For in our own time, the earlier, naturalistic revolution against God replaced the name ‘God’ by the name ‘Nature’. Almost everything else was left unchanged. Theology, the Science of God, was replaced by the Science of Nature; God’s laws by the laws of Nature; God’s will and power by the will and power of Nature (the natural forces); and later, God’s design and God’s judgment by Natural Selection. Theological determinism was replaced by a naturalistic determinism; that is, God’s omniscience and omnipotence were replaced by the omniscience and omnipotence of the Natural Sciences.
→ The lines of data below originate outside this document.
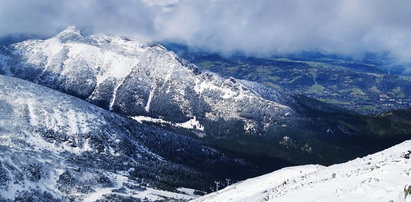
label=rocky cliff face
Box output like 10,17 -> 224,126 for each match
1,27 -> 294,138
0,76 -> 245,201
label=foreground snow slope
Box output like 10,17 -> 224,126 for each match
194,141 -> 411,202
0,75 -> 238,201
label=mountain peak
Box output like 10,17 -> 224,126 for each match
56,25 -> 83,41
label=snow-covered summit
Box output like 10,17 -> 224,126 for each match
194,141 -> 411,202
0,26 -> 293,136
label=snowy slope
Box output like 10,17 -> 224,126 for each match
194,141 -> 411,202
0,26 -> 293,136
0,75 -> 241,201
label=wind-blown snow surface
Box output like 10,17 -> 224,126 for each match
0,27 -> 293,136
194,141 -> 411,202
0,75 -> 240,201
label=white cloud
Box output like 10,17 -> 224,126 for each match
0,0 -> 411,62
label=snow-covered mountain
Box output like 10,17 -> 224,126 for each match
0,27 -> 410,170
0,75 -> 248,201
0,26 -> 293,134
194,141 -> 411,202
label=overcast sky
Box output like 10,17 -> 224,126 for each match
0,0 -> 411,62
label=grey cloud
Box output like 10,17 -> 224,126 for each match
0,0 -> 411,62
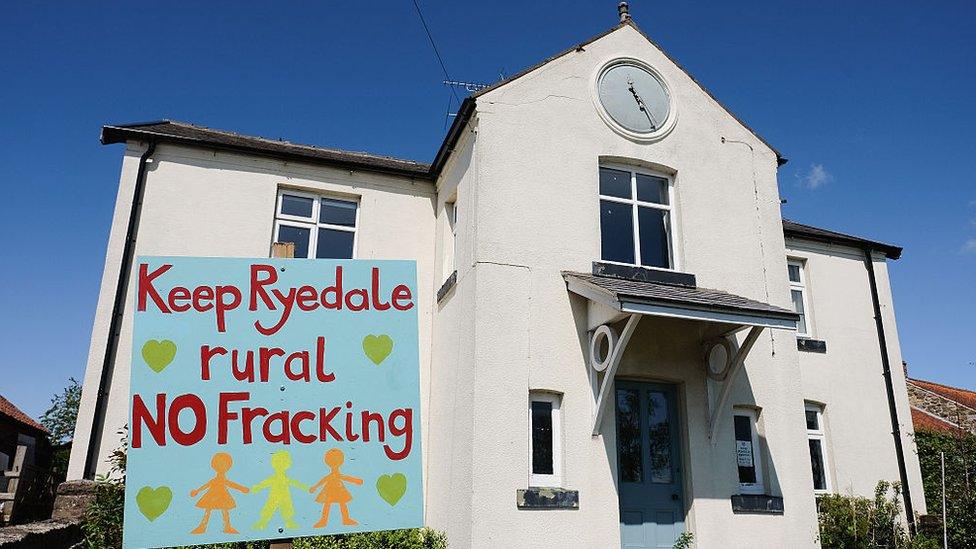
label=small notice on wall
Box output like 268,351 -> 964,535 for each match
124,257 -> 423,548
735,440 -> 753,467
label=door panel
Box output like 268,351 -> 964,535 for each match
616,381 -> 684,549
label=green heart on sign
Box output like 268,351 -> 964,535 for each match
136,486 -> 173,522
376,473 -> 407,506
363,334 -> 393,366
142,339 -> 176,373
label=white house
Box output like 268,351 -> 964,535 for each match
70,14 -> 925,548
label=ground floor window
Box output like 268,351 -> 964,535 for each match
732,408 -> 765,494
804,403 -> 830,494
529,392 -> 562,486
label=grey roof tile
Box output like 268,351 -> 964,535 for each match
563,271 -> 799,320
102,120 -> 431,179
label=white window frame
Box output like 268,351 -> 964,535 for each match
597,163 -> 681,271
803,402 -> 831,494
272,188 -> 362,259
732,408 -> 766,494
444,199 -> 458,280
786,258 -> 813,337
528,391 -> 563,488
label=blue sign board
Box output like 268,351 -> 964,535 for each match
124,257 -> 423,549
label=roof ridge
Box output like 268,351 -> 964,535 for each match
908,377 -> 976,396
0,395 -> 50,433
107,118 -> 430,167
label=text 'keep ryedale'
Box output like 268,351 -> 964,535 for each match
137,263 -> 414,336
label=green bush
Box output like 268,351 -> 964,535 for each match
817,481 -> 939,549
915,431 -> 976,549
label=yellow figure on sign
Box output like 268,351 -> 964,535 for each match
308,448 -> 363,528
190,452 -> 248,534
251,450 -> 308,530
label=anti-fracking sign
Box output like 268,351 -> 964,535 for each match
123,257 -> 423,549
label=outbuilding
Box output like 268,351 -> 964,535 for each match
69,13 -> 925,549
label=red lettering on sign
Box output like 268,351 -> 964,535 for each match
137,263 -> 173,314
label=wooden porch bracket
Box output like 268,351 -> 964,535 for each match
705,326 -> 763,444
593,313 -> 644,436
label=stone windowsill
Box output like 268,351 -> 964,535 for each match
732,494 -> 783,515
796,337 -> 827,353
515,487 -> 579,509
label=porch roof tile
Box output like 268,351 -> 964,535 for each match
563,271 -> 800,320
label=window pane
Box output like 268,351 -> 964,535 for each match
319,198 -> 357,227
281,194 -> 313,217
787,265 -> 800,282
637,174 -> 668,204
647,391 -> 671,484
600,200 -> 634,263
637,208 -> 671,269
617,389 -> 644,482
807,410 -> 820,431
809,439 -> 827,490
315,229 -> 354,259
600,168 -> 633,198
733,416 -> 756,484
278,225 -> 311,257
532,401 -> 552,475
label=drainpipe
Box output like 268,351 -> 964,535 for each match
864,248 -> 915,536
84,141 -> 156,479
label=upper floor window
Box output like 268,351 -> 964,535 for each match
732,408 -> 765,494
274,190 -> 359,259
529,392 -> 562,486
804,403 -> 830,494
786,259 -> 810,336
600,167 -> 675,269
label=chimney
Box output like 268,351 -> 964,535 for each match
617,2 -> 630,23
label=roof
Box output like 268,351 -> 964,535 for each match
0,395 -> 49,433
458,18 -> 787,166
912,406 -> 965,434
908,378 -> 976,410
783,218 -> 902,259
563,271 -> 800,322
101,120 -> 431,179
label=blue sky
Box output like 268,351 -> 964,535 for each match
0,0 -> 976,416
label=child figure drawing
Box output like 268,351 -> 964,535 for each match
308,448 -> 363,528
190,452 -> 248,534
251,450 -> 308,530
Hegel and Marx replaced the goddess Nature, in her turn, by the goddess History. So we get laws of History; powers, forces, tendencies, designs, and plans, of History; and the omniscience and omnipotence of historical determinism. Sinners against God are replaced by ‘criminals who vainly resist the march of History’; and we learn that not God but History will be our judge.
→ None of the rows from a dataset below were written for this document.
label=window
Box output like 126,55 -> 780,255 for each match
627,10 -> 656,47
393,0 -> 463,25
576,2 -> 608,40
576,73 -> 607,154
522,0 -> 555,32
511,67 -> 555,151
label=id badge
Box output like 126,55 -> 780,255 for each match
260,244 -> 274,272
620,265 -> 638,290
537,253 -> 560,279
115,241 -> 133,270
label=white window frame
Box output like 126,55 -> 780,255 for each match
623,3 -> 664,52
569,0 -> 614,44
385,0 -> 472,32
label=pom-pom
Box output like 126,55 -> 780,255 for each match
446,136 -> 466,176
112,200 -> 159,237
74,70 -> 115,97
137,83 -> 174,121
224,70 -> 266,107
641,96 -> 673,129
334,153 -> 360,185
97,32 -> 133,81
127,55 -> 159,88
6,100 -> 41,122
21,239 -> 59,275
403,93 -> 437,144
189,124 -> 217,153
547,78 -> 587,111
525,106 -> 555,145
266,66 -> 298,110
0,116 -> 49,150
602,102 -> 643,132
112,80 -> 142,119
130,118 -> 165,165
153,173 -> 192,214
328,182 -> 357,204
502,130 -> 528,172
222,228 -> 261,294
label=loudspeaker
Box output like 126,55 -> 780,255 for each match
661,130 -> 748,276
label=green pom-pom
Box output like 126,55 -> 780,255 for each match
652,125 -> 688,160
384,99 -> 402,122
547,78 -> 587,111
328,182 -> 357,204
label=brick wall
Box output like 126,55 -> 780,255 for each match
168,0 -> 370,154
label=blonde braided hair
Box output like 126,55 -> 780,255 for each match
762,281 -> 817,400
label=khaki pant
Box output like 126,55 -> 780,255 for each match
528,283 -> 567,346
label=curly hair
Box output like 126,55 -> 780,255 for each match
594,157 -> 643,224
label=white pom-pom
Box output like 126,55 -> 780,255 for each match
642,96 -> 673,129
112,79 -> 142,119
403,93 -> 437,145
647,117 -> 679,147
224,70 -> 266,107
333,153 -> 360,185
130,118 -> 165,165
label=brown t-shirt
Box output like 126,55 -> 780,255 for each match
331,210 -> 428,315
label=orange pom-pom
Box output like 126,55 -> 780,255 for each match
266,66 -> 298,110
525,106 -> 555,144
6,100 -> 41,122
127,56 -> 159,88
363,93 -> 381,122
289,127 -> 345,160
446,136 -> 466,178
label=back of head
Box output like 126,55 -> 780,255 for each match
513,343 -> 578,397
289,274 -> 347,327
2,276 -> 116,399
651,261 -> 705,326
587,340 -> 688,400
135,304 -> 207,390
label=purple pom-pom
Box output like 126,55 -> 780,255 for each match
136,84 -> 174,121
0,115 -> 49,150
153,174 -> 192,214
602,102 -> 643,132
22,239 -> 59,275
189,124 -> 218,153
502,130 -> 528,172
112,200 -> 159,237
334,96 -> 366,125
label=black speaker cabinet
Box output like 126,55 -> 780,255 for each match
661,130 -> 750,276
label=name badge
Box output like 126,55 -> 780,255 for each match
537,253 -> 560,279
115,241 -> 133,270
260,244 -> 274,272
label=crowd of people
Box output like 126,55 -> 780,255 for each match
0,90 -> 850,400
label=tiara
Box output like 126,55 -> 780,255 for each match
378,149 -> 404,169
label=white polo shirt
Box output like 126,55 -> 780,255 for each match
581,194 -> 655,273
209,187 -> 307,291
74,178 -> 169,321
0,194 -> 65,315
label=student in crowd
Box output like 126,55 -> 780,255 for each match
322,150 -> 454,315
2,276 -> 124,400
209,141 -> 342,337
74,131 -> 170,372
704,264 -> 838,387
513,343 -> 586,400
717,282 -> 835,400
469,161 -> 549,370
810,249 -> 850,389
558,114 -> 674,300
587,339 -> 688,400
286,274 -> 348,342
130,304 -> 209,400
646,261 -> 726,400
DBx: When the precepts of methodological individualism are abandoned or misunderstood, one result is the kind of ‘brooding-omnipresence-in-the-sky’ determinism that Popper here and in many other of his writings thoroughly debunks.

I have no doubt that the single most important insight ever delivered by those who work in what are today called the ‘social sciences’ is this one, often emphasized by Hayek: human society and economy are the results of human action but not of human design. Yet experience has taught me that this insight must be extraordinarily difficult to grasp and to convey to others. This fundamental insight has never seemed especially difficult for me to grasp; perhaps the reason is that I read the remarkably accessible “I, Pencil” at the very start of my studies in economics. But so many of the mistakes that people make when commenting on society and economics are ones that would most certainly not be made by anyone who understands that society and ‘the’ economy are, indeed, the results of human action but not of human design.